Chinese politician (1911–2009)

Qian Xinzhong (钱信忠; 1911 – December 31, 2009) was the Minister of Health (1965–1973, 1979–1982) and chairman of the National Family Planning Commission (NFPC, May 1982 - December 1983) of the People's Republic of China. As chairman of the NFPC, he made and enforced the policy of "IUD after first birth, sterilization after second birth". According to official statistics, a record number of birth control surgeries were performed in China in 1983, including 17.8 million IUD placements, 16.4 million tubal ligations, 4.3 million vasectomies, and 14.4 million induced abortions.

==Biography==
Born in Baoshan, Jiangsu Province (now in Shanghai), Qian entered Tongji University in 1926 to study German language and art. From 1928, he studied medicine in Baolong Hospital of Tongji University (Tongji Medical College affiliated in Huazhong University of Science and Technology, current). In December 1940, the health department of 129th army division and the field army health department of Eighth Route Army headquarters merged, and Qian became the head of new health department. In 1945, he was appointed as head of health department of Shanxi-Hebei-Shandong-Henan military region.

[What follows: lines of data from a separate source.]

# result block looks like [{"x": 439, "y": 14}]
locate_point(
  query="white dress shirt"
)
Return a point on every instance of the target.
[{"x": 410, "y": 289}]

After formation of PR China, Qian was sent to Soviet Union in 1951 and studied at USSR First Medical College. In 1955, he attained the rank of major general of the People's Liberation Army of China. After returning to China in 1956, he was appointed as vice director of health department of PLA General Logistics Department, and the president of PLA Academy of Military Medical Sciences. In 1957, he became the deputy Minister of Health.

Before the Cultural Revolution, the Ministry of Health focused on the delivery of health care in urban hospitals, a model which Qian promoted. Mao Zedong criticized Qian for this, arguing that an urban hospital-focused health care model failed to treat peasants and focused on cure rather than preventative medicine. During the Cultural Revolution, Qian was purged and tortured.

He re-emerged in 1973, and directed malaria prevention campaign in five provinces of China. He was re-appointed as Minister of Health in 1979.

He was given the United Nations Population Award in 1983, along with Indira Gandhi.